Given a stream of incoming objects, we want to select a random subset of size "count".
This has many applications - for example, in my work as a software tester I could use this to do something like
cat alltests.txt |
Select-Tests-Meeting-Some-Criteria |
Modify-Tests |
Select-Random -Count 100 |
Run-Tests
This pipeline modifies all tests meeting some criteria and then selects a random subset of just 100 tests out of the (say) millions of modified tests in my test repository and executes those tests.
The obvious brute force solution would be to save all incoming objects into an array, shuffle the array and select the top "count" objects from the array. But this has a number of problems including:
- Storage requirement of O(N) where "N" is the size of the input
- All the processing starts only after all input has been read in so that there is a computational peak right at the end of input and no computation happens while reading the input
Here is a Powershell commandlet that encodes this logic:
function Select-Random {
param ($count) ;
begin {
if($count -le 0) {
throw [System.Exception]
}
$num_seen = 0;
$rand_generator = New-Object system.random;
$selected = @();
}
process {
if($num_seen++ -lt $count){
$selected += $_;
}
else {
#Get a random number between 0 and ($num_seen -1)

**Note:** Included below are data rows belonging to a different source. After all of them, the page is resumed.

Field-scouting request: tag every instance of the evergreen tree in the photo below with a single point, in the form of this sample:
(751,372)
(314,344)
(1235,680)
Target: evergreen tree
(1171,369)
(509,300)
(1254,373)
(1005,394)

$random = $rand_generator.Next(0,$num_seen);
if($random -lt $count) { #Choose the new number and add to $selected
$selected[$random] = $_ ;
}
}
}
end {
$selected;
}
}
And here is a test to make sure that our algorithm works correctly - our input consists of the integers from 1 to 11 and we select 10 of these. In other words, the probability of selection for any number is 10/11 = 0.9091. We repeat this test 10000 times and check the frequency of occurrence of each number in the output - it should hover around 0.9091 * 10000 = 9091
for ($i = 0 ; $i -lt 10000 ; ++$i) {
$list += ((1..11) | Select-Random -count 10)
}
$list | Group-Object | Sort-Object -Property Count
PS: 44 >.\select-random.ps1
Count Name Group
----- ---- -----
9051 4 {4, 4, 4, 4...}
9056 7 {7, 7, 7, 7...}
9070 1 {1, 1, 1, 1...}
9079 2 {2, 2, 2, 2...}
9083 8 {8, 8, 8, 8...}
9088 10 {10, 10, 10, 10...}
9094 9 {9, 9, 9, 9...}
9094 6 {6, 6, 6, 6...}
9099 3 {3, 3, 3, 3...}
9133 11 {11, 11, 11, 11...}
9153 5 {5, 5, 5, 5...}
Some things I learnt from this exercise:
- How to initialize an empty Powershell array
- How to add an element to the end of a Powershell array
- The Group-Object commandlet